Thickly sliced wedges of roasted cabbage make a satisfying yet easy vegetarian dinner - served on a bed of herby, zesty quinoa

  • Prep: 15 mins
    Cook: 40 mins
  • Serves 4
  • Easy
  • Serves 4
  • Easy
  • Calories 658
  • Carbohydrates 66
  • Saturated Fat 12
  • Sugar 24
  • Protein 25
  • Fat 30
  • Fibre 11
  • Salt 3

Nutrition per serving

  • Calories 658
  • Carbohydrates 66
  • Saturated Fat 12
  • Sugar 24
  • Protein 25
  • Fat 30
  • Fibre 11
  • Salt 3

Ingredients

  • 1 small red cabbage (about 900g/2lb), cut into 4 x 2cm/¾ in-thick ‘steaks’
  • 2 tbsp balsamic vinegar
  • 2 tbsp olive oil
  • 1 tsp fennel seeds
  • 1 tbsp dark muscovado sugar
  • 2 x 250g pouches ready-cooked quinoa
  • juice 1 orange
  • small pack flat-leaf parsley, chopped
  • small pack dill, chopped
  • 50g dried sour cherries, roughly chopped
  • 250g pack halloumi, cut into 8 slices

Method

  1. Heat oven to 200C/180C fan/gas 6. Line a baking tray with baking parchment and put the cabbage steaks on top. Mix together the balsamic, oil, fennel seeds and sugar, then season and spoon it over the cabbage. Cover the cabbage with foil and roast for 20 mins, then remove the foil and cook for a further 10 mins until softened.
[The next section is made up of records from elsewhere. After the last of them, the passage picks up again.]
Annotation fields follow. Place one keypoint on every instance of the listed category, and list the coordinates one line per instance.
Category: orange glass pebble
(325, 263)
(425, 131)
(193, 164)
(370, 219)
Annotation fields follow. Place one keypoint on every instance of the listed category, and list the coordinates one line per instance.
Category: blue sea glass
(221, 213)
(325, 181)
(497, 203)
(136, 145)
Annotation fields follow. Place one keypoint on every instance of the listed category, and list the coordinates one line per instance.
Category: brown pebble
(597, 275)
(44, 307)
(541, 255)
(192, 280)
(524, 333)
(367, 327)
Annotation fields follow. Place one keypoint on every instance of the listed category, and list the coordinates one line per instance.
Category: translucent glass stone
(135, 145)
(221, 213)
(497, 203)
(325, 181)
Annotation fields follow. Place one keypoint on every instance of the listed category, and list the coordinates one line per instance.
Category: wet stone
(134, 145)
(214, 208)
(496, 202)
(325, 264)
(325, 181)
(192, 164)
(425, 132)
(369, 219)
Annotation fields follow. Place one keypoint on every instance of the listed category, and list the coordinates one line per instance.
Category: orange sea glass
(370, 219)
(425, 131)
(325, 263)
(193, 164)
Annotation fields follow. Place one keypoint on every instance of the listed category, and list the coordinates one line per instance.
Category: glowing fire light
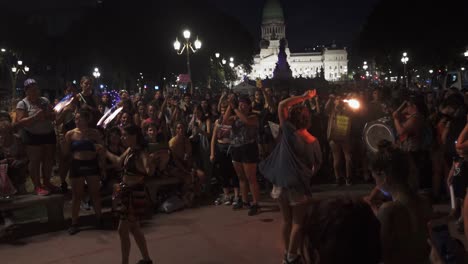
(353, 103)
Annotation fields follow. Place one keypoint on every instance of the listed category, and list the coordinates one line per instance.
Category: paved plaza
(205, 235)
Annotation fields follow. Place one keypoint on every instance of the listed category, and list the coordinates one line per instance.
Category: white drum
(376, 131)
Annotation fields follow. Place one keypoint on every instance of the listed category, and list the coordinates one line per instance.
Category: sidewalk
(206, 235)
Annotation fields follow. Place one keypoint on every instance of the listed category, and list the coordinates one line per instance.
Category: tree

  2. Heat the quinoa following pack instructions, then stir through the orange juice, parsley, dill and cherries, and season with black pepper. Fry the halloumi in a dry pan on a medium heat for 2 mins each side until golden. To serve, place a spoonful of quinoa onto each cabbage steak and top with the halloumi.